Google: Innovation and the European Hassle

February 15, 2018

Google is allegedly an innovator. Forget the GoTo.com, Overture, and Yahoo ad “emulation” hassle. Forget Loon balloons in Puerto Rico. Forget solving death.

Google has a way to deal with its “chat” efflorescence. Navigate to “A Google R&D Team Wants to Bring Smart Reply to All Your Chat Apps.” Okay, a meta play. What’s interesting to us in Harrod’s Creek is that engineering free time for innovation, acquihires for innovation, and Google X are not sufficiently productive in the gee whiz department.

The write up states:

The Area 120 project will offer its suggested replies right in the notifications from these chat apps. But to be clear, Reply does not offer a standalone app of its own – it’s just a way for people to respond to incoming messages.

Is an auto responder the big hit?

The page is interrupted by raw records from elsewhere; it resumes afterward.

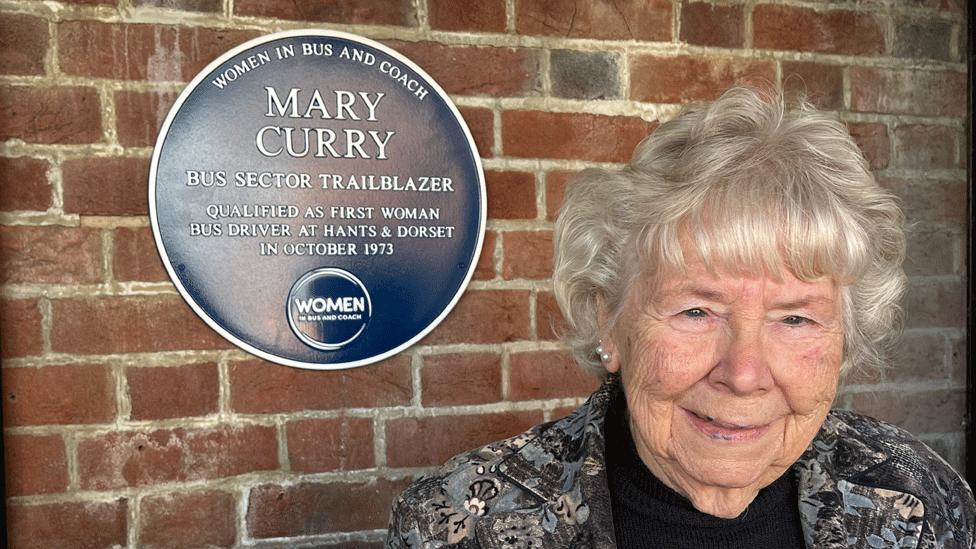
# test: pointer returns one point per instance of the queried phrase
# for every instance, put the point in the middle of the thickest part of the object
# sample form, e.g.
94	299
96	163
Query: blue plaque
317	199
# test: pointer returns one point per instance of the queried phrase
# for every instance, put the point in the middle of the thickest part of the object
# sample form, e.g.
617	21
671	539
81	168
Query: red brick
129	325
922	92
511	195
20	328
72	524
453	435
706	24
140	114
486	15
485	270
547	374
23	44
476	70
135	256
461	378
549	323
259	387
304	509
369	12
527	254
106	186
873	141
332	444
485	316
188	519
571	136
124	51
919	147
829	31
35	464
50	254
118	459
75	394
686	78
178	391
50	115
556	183
23	184
940	411
822	85
481	122
627	19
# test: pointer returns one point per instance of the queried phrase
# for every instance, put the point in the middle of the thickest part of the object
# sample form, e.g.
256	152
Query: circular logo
326	176
328	308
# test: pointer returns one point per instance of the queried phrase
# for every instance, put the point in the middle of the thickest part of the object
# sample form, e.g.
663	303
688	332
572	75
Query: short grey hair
753	184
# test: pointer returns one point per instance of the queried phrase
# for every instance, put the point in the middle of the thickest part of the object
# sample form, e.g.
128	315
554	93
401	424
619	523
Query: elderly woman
725	280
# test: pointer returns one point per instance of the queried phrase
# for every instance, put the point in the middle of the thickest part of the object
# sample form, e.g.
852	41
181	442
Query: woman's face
727	377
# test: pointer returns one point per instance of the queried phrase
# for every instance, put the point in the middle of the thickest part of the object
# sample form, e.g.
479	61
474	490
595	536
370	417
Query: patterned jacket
862	483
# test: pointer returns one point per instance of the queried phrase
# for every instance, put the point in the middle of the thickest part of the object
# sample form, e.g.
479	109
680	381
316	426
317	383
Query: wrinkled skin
728	377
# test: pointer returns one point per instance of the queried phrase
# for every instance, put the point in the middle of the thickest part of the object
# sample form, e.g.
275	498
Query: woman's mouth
718	429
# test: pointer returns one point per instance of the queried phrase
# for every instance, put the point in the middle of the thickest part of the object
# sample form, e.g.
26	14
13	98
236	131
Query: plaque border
161	250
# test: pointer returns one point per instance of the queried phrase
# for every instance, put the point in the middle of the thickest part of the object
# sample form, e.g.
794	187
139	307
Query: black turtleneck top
648	514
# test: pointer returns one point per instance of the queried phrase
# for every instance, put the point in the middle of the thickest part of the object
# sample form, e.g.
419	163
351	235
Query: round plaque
317	199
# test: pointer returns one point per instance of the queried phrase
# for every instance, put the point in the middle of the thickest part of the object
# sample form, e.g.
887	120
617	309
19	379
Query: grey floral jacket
862	483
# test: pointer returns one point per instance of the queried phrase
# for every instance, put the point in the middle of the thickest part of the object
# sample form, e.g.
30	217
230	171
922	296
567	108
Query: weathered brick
178	391
23	44
259	387
476	70
485	316
106	186
461	378
485	15
584	75
35	464
627	20
485	270
50	115
310	508
527	254
873	141
707	24
331	444
20	328
923	412
135	256
511	194
935	303
923	39
23	184
571	136
922	92
547	374
829	31
129	325
549	323
367	12
140	114
687	78
822	85
75	394
180	520
138	458
130	51
454	434
71	524
481	123
50	254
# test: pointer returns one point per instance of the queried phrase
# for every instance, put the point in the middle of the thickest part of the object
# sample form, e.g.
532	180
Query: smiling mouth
720	430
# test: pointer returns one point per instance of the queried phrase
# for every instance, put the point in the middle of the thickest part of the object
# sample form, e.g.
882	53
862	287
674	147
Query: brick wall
127	422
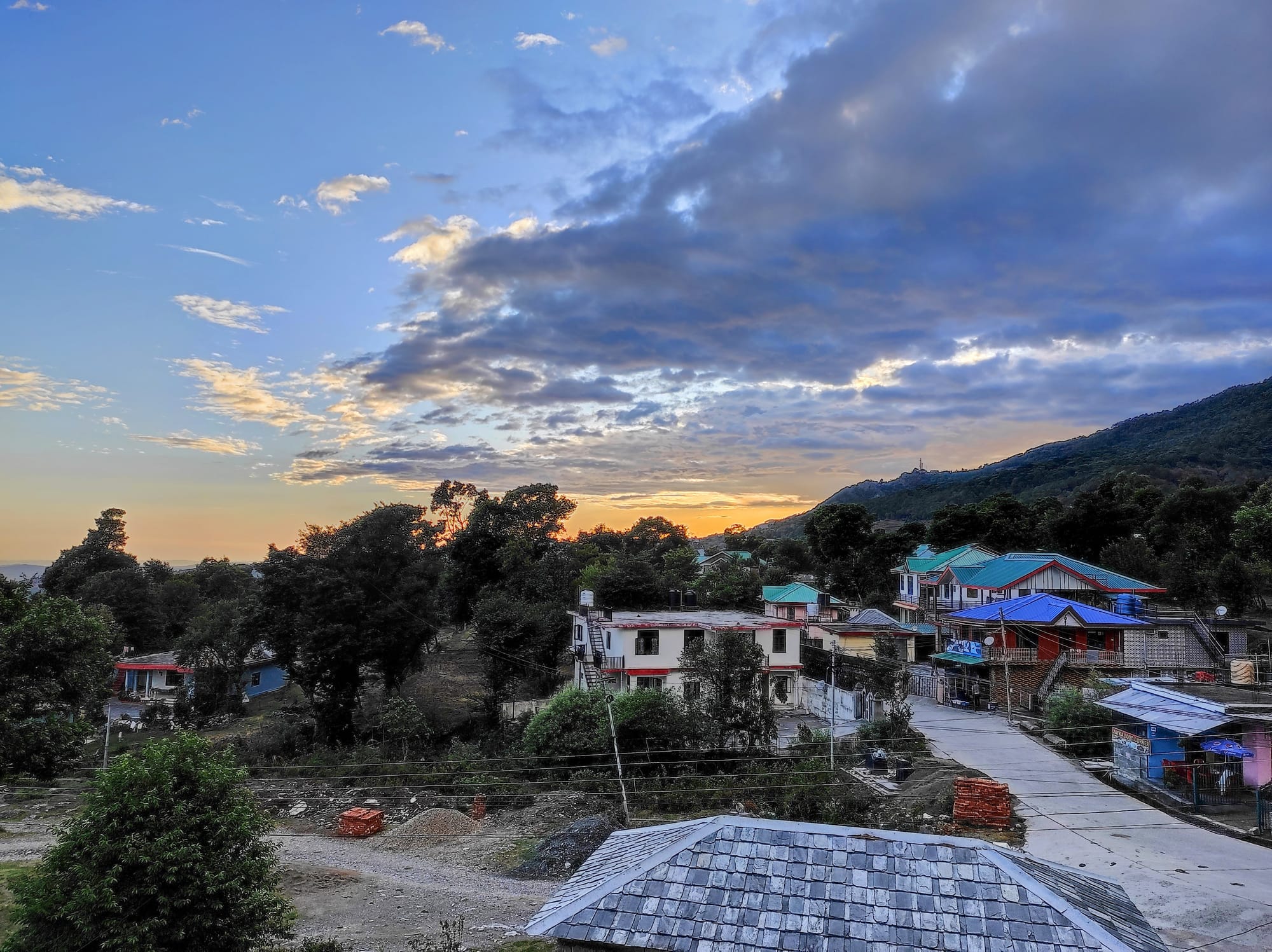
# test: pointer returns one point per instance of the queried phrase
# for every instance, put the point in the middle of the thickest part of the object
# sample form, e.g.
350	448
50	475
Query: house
623	649
158	677
717	560
934	583
918	576
1047	640
1185	732
733	883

Nope. We just flat out did not know about Area 120. Like Area 51, we assume the innovation team is off the radar.

We hypothesize that the deployment of a meta service in order to “roll up” some functionality may catch the attention of regulators in Europe. Keep in mind this is our nagging concern.

Google may have some of the deepest pockets in the world, but that might not be enough if they cannot adapt to the “new” Europe. The EU is pushing back against the search giant for unfair practices and the battle is coming to a head. One thing seems clear, Google is going to have to bend or suffer impossible sounding debts. We learned more from a recent Irish Examiner story, “Google Under Pressure to Avoid Further EU Fines.”

According to the story:

“Rivals say the search company’s offer to auction advertising space doesn’t work because Google wins most of the spots. “The US company has so far said it is giving competitors the same opportunity to show shopping ads from retailers that its own Google Shopping service gets. “Failing to comply with an EU competition order can cost up to 5% of global daily revenue.”

According to the article’s math, that’s a whopping €9.6m a day. We are sure Google doesn’t have it in the budget to incur such a hit. Google’s best solution may be to conform, but that’s not likely to be innovation as Google seems to define the word.